A year ago, energy provider, Salt River Project, made changes to its monthly billing system to reflect changes in energy distribution. While many in the renewable energy community have complained about what they feel is an unfair rise in their prices, SRP’s new model has been shown to support new energies while balancing pricing for customers across the spectrum of energy.
SRP has taken on the “Demand Charges” model, rather than the net metering approach which would charge customers solely on the amount of energy used. While net metering works if all customers are using electricity in the same way, SRP recognizes an unfair advantage for those using solar panels.
While those using solar may use as much energy as those using traditional methods, solar customers can store up extra energy, sell it back to the utility company, and end up with a far lower cost than someone using the same amount of energy. Since most solar customers are in a higher income bracket, this means that customers with less money pay more in utilities.
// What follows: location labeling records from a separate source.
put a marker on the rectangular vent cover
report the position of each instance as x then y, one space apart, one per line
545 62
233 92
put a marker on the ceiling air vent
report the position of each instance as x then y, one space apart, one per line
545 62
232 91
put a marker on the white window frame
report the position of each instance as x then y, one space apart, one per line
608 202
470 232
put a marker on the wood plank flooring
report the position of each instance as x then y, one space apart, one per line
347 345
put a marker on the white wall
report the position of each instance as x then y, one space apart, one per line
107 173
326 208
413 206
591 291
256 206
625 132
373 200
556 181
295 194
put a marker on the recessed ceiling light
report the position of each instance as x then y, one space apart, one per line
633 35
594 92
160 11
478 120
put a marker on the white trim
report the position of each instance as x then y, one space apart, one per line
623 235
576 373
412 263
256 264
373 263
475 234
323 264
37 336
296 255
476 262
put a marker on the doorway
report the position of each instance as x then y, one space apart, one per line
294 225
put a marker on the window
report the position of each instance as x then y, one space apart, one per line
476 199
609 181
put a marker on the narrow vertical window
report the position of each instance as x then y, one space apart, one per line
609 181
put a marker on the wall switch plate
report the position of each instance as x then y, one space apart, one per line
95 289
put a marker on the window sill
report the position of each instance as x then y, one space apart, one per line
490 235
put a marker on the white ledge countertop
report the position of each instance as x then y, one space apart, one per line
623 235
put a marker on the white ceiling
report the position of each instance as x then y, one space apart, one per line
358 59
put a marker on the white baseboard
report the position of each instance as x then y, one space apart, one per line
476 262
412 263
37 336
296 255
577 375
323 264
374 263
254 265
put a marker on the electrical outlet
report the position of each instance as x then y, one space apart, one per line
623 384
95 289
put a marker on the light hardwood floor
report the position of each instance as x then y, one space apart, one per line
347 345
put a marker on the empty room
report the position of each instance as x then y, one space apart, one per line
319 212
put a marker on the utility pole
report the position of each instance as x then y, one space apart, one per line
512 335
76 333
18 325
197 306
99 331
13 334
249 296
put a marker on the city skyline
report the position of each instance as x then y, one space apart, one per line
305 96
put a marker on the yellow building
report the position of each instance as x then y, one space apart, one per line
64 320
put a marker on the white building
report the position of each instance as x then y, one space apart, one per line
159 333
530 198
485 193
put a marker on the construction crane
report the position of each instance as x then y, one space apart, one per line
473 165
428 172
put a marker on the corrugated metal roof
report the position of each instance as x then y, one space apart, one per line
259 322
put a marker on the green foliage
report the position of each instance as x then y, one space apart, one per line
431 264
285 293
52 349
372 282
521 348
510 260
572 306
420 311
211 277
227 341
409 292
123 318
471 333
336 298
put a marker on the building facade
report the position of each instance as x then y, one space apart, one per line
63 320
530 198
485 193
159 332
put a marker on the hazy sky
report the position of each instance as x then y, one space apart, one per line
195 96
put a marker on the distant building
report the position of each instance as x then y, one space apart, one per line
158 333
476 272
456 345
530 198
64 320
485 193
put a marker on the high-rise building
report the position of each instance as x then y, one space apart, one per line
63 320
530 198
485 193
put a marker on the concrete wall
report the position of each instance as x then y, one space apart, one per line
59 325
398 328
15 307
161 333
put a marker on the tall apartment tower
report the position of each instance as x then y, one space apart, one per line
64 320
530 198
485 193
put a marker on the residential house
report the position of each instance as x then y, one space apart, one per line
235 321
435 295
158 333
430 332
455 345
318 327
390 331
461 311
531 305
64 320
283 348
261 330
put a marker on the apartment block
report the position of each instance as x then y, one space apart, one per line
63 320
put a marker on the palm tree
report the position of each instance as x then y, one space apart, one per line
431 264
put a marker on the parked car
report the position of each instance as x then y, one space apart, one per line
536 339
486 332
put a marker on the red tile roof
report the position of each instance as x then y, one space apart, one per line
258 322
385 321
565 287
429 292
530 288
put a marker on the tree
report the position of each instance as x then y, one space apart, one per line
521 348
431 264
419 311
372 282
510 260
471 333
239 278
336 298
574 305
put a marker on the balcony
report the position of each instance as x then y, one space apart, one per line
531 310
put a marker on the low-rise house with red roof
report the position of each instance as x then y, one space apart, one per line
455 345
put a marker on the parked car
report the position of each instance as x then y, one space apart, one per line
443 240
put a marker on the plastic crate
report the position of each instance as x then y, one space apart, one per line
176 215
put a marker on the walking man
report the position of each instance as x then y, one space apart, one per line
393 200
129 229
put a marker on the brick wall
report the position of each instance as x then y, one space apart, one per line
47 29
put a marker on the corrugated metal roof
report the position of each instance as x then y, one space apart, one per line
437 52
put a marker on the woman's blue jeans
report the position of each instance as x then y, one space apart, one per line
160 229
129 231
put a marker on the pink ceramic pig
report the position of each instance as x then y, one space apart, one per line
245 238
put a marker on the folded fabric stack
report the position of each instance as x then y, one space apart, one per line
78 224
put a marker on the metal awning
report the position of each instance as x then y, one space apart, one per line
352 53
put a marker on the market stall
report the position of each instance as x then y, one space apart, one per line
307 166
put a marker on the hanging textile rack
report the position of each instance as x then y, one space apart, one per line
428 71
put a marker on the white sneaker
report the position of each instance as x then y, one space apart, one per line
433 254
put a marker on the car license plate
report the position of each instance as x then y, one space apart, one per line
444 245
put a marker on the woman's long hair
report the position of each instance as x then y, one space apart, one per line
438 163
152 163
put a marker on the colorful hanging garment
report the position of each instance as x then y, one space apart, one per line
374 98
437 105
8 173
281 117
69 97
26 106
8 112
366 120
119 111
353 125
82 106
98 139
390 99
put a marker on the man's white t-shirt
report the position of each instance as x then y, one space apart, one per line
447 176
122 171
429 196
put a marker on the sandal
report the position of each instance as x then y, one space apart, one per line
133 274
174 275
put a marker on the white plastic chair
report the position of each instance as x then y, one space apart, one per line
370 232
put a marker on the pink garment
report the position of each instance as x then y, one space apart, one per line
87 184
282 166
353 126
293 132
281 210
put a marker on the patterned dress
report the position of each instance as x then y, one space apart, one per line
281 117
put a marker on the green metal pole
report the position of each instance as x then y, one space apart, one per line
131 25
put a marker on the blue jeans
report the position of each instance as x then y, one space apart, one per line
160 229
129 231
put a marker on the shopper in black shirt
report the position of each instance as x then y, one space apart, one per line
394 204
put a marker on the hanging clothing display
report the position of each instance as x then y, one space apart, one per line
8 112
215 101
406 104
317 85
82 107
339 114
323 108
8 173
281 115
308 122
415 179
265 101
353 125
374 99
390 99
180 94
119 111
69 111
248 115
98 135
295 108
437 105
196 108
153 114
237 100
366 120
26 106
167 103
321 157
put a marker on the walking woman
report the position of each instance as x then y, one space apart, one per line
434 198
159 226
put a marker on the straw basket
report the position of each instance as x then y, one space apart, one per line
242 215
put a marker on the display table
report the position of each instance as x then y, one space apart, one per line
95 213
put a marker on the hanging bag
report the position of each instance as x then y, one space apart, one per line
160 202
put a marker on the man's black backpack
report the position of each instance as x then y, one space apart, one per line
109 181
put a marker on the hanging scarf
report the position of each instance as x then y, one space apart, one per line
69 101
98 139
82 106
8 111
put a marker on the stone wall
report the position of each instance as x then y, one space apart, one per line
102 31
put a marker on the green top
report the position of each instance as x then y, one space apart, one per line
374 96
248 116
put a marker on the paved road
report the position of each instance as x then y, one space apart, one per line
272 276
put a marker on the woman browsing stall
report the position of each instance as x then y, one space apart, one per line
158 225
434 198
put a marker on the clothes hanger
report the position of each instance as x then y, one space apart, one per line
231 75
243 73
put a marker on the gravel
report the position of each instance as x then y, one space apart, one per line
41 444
The more that the wealthy solar customers avoid paying, the higher the prices to cover costs for the utility companies, and the more that non-solar customers have to pay out in the net metering model.
Demand Charges reflect the approach of any internet provider. If you want faster download speed, you pay more monthly. Demand Charges make it so that a solar customer pays based on the highest average of energy used during a given interval throughout the month. This means that, while solar customers can still offset their costs by selling energy back to SRP, they will have to pay a fair amount for the surges in power that they use when they plug into the grid during peak hours.
SRP and other Arizona companies hope that this method of price modeling will distribute cost more fairly to its customers and help them keep prices low while still inspiring people to invest in the renewable energy sources.